Melissa Marcus

About My Study Abroad Program

Major/Minor: Anthropology Major/Classical Humanities Minor
Program: Freie Universität Berlin European Studies Program (FU-BEST)
Location: Berlin, Germany
Email: mm11@live.unc.edu
Term: Fall 2021

 

Why did you choose to study abroad and how did you select your program?
It has been a goal of mine to study abroad since before I started university. I was torn between Asia and Europe -- Asia, because there are so many distinctly different cultures that I find fascinating, and Europe, because my family hails from Eastern Europe but has lost all cultural ties, which I find quite sad and wanted to try to... if not reconnect with entirely, at least experience a taste and understanding of what few ties remain, and understand those that were lost. With covid-19 closing down the eastern borders, I decided it would be safest to go to Germany, which has a relatively open status and high vaccination rates compared to other countries. I also loved that it was about European studies, which UNC doesn't have a dedicated major for. Finally, I've always desired to be a polyglot, and now thanks to the program I'm one step into German to achieving my goal.

 

What did you learn about yourself?
That I can do things on my own. I'll be honest, I'm a sheltered youngest child. I don't /do/ things on my own at home, and even at university I rely on my friends a lot. Part of it is just a side effect of living in a country where you are essentially hopeless without a car, and not... owning a car. Part of it is just that I never had to rely only on myself for anything beyond academia. Being so many timezones away, in a country where I barely spoke the language, in a continent across the ocean (with good public transportation, it must be said) -- it made me rely on myself more than I ever had before.
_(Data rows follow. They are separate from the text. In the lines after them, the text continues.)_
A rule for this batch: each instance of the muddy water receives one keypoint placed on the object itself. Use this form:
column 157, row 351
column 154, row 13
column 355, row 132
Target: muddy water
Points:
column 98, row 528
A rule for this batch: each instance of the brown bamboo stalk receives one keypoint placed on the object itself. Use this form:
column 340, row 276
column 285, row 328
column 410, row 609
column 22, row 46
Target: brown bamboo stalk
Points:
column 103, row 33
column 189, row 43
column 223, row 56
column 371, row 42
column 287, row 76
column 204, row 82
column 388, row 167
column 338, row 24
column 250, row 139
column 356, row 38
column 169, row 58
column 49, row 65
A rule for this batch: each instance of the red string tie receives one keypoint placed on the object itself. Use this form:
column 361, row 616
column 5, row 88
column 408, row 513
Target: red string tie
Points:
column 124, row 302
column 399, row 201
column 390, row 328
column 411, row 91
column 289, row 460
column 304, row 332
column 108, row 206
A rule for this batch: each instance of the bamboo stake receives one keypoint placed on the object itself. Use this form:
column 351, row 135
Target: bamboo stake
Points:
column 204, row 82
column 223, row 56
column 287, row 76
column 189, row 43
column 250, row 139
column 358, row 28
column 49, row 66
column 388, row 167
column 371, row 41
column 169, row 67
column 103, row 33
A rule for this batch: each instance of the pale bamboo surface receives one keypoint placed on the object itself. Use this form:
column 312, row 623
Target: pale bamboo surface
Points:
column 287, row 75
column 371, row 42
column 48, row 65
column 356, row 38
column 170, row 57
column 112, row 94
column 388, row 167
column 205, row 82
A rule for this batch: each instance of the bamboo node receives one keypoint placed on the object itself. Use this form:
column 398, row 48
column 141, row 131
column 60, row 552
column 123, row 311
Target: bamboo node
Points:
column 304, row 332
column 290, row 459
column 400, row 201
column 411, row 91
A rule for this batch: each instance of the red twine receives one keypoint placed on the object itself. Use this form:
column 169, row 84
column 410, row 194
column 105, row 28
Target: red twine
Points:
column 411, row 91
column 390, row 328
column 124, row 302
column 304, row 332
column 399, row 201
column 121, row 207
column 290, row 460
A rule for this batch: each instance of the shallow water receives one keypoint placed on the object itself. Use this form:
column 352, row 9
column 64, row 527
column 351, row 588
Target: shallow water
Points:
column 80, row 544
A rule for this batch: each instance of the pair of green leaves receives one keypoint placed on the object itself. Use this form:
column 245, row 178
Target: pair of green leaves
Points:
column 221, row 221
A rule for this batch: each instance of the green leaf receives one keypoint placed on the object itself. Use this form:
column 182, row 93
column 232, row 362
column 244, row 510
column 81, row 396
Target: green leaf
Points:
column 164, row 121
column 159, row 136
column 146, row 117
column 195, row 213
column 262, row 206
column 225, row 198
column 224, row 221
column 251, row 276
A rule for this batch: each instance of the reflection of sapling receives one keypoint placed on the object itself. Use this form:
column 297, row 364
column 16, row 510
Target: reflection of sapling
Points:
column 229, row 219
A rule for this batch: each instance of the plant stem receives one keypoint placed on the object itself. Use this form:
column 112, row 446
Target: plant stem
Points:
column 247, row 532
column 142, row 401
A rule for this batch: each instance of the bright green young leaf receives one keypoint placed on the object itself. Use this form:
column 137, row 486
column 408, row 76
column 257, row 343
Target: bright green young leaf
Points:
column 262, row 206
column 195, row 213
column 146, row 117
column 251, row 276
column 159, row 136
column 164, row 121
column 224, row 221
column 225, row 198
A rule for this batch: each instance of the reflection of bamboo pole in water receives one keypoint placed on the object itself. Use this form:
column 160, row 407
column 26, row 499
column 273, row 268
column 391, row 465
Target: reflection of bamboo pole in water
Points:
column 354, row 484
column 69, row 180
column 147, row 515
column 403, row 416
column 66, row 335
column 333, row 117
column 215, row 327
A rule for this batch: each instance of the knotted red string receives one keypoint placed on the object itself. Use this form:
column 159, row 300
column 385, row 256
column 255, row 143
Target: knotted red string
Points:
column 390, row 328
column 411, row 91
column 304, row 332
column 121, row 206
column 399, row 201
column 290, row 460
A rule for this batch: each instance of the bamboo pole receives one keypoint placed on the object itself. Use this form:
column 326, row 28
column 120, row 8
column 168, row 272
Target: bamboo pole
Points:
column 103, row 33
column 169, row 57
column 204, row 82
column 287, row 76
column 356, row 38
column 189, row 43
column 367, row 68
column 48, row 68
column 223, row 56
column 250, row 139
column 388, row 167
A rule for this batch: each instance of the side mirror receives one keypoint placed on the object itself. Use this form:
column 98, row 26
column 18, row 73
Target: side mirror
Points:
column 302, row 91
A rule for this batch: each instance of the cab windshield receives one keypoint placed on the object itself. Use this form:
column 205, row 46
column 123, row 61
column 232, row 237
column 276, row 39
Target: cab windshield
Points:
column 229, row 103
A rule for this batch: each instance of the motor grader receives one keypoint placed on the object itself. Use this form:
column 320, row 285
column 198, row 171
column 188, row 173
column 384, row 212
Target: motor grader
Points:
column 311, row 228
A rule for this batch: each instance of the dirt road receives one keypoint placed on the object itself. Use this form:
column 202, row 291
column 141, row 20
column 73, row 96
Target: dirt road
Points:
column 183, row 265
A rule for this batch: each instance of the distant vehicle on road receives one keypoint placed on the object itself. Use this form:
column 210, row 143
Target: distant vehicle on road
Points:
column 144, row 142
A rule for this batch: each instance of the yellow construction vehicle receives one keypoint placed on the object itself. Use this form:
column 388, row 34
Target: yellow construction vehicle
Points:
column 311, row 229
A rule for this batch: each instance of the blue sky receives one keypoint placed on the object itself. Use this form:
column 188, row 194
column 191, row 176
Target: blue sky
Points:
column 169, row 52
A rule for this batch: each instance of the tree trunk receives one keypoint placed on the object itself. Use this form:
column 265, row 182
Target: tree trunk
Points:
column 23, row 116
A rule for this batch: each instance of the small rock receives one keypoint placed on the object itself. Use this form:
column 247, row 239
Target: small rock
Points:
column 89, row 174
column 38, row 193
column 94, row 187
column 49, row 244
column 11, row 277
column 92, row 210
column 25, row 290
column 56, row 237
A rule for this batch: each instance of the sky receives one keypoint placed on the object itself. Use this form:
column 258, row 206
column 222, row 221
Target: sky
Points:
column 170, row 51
And I realized that I could do it. I stepped up to the occasion, and when I had problems, I could still seek help. But I did it by myself. I did serious solo travel and didn't spend every moment fearful for my life. I talked with strangers in broken German. I scaled the Alps! It was like suddenly, I realized I'm a capable human being in my own right.

 

What is one of your favorite memories from your program?
Hard question! There's so many moments, but I think my favorite was the moment I realized that I had finally, finally found 'my group'. We were in Hamburg for a field trip, and had been going to and fro neighboring cities all day. United only by chance, we had nonetheless hit it off quite well. But by the time we got back to Hamburg we were exhausted and starving, and set our eyes on the first convenient pizza parlor that crossed our path. "It's Europe," we thought to ourselves, "So the portion sizes are probably going to be smaller." So we buy five pizzas, one for each of us. Imagine our surprise when the portion sizes were BIGGER than American ones. We went to a park, sat down on some steps, and chowed down five pizzas over the course of the evening. We spent hours there, just eating and loitering (it's legal in Germany!), and having a magnificent time. After that, we were inseparable.

 

What advice do you have for future study abroad students?
You will never be able to predict how you will react to unexpected situations -- and that's a good thing. It teaches you things about yourself you never even thought about. Once, I got asked by this old lady for directions... in German, which I barely speak. I was mortified. Barely a month later, I found myself in a country where I didn't speak the language /at all/, didn't know absolutely anyone, had never been in before, and to make matters worse, my phone data died. Logically, I should have been terrified. In reality, I treated it all like a big adventure, complete with guiding myself by reading an actual map. It was delightful. (I still feel awkward about that old lady). Studying abroad puts you in situations where you begin to realize just what it is you're made of. You realize what you cherish in people, cultures, and locations. You learn new things, and realize that maybe, you still have to work on others. But that's fine. It's just part of life.

 

How do you identify?
First Generation College Student, Scholarship Recipient

 

Could you share any experiences where your identity played a role in your time abroad?
I had saved up all of my work-study money to do study abroad -- but realized I didn't have to do that because my scholarships covered it. It was a relief -- I used those funds for personal travel instead!

 

Is there any advice you would give to other students who share your identity?
UNC is kinder to low-income students than appears at first glance.

 

If you faced any challenges abroad, where could you turn to get the support you needed?
The program, my friends, my family, and the UNC study abroad office. I didn't have any identity-related challenges abroad, but I did have health issues that the program helped me with.